Archive for November 12, 2023

US Radiology Slapped With $450K Fine For Creating The Conditions To Get Pwned By Ransomware

Posted in Commentary with tags on November 12, 2023 by itnerd

This is something that needs to happen way more often. I’ll explain why in a second. But here’s what happened. The AG of NY State has hit US Radiology with a $450K fine for the following:

In an agreement announced on Wednesday, New York Attorney General Letitia James said US Radiology failed to remediate a vulnerability announced by security company SonicWall in January 2021.

US Radiology used the company’s firewall to protect its network and provide managed services for many of its partner companies, including the Windsong Radiology Group, which has six facilities across Western New York.
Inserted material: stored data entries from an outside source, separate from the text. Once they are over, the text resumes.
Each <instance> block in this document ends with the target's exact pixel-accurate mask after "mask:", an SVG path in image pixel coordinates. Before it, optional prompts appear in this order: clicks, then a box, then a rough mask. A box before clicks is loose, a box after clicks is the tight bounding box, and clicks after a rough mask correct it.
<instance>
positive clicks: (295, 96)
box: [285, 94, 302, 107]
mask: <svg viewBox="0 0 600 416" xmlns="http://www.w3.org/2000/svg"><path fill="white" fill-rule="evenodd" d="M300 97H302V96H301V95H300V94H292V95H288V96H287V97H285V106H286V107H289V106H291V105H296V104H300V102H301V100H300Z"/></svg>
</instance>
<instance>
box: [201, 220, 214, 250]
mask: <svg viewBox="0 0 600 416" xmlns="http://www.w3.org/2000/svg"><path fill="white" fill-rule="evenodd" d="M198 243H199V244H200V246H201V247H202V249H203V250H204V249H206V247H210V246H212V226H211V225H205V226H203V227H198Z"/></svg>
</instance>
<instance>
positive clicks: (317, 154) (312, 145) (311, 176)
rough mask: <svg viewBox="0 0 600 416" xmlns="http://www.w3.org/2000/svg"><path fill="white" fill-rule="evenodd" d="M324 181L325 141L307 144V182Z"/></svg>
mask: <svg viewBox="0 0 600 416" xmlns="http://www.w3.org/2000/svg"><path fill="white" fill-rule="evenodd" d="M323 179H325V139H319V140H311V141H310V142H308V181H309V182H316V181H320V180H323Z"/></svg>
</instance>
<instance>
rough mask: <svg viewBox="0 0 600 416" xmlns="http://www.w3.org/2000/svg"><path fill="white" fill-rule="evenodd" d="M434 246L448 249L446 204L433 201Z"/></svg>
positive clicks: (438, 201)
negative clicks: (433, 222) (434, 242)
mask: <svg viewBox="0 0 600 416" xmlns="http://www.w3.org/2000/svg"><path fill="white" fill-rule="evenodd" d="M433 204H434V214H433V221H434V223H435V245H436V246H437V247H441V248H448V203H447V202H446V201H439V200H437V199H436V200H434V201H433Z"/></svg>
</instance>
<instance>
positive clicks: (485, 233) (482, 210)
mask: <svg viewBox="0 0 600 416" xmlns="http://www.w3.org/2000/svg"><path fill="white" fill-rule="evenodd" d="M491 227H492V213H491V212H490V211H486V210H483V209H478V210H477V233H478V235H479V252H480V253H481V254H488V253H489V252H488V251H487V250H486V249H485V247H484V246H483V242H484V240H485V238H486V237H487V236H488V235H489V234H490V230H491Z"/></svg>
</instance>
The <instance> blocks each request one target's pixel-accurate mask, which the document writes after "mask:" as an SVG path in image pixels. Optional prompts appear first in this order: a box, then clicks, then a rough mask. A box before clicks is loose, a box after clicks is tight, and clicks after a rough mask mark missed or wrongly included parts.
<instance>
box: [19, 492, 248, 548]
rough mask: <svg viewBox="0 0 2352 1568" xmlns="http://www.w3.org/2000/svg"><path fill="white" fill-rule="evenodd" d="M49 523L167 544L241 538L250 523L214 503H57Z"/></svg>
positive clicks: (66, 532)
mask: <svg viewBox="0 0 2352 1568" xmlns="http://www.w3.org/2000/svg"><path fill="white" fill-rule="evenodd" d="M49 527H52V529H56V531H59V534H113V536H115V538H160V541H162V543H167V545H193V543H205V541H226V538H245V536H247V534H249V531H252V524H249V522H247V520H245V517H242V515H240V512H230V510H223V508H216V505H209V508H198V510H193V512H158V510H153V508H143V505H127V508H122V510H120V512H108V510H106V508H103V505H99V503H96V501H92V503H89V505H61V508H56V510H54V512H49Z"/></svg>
The vulnerability highlighted by the attorney general — CVE-2021-20016 — was used by ransomware gangs in several attacks. US Radiology was unable to install the firmware patch for the zero-day because its SonicWall hardware was at an end-of-life stage and was no longer supported. The company planned to replace the hardware in July 2021, but the project was delayed “due to competing priorities and resource restraints.”

The vulnerability was never addressed, and the company was attacked by an unnamed ransomware gang on December 8, 2021.

“Once the threat actor gained access to the VPN, they leveraged 101 additional credentials to access various network data folders over the following week,” New York prosecutors said.

That’s bad. But it gets worse:

“While a subsequent forensic investigation was unable to definitively determine how the threat actor initially obtained credentials to access the SonicWall VPN, the vulnerability identified by the NCC Group in January 2021 could have allowed the threat actor to capture username, password and other session information stored on the SonicWall server through a process known as a SQL injection.”

An investigation determined that the hacker was able to gain access to files that included the names, dates of birth, patient IDs, dates of service, provider names, types of radiology exams, diagnoses and/or health insurance ID numbers of 198,260 patients.

The data exposed during the incident also included driver’s license numbers, passport numbers, and Social Security numbers for 82,478 New Yorkers.

Now for why this needs to happen way more often. If companies know that not patching all the things will lead to you being slapped with a fine from a government organization 100%, you’re going to patch all the things without fail. I guarantee it. Thus I applaud New York Attorney General Letitia James for doing this and other AG’s in other states, not to mention in other places around the world, should follow her lead.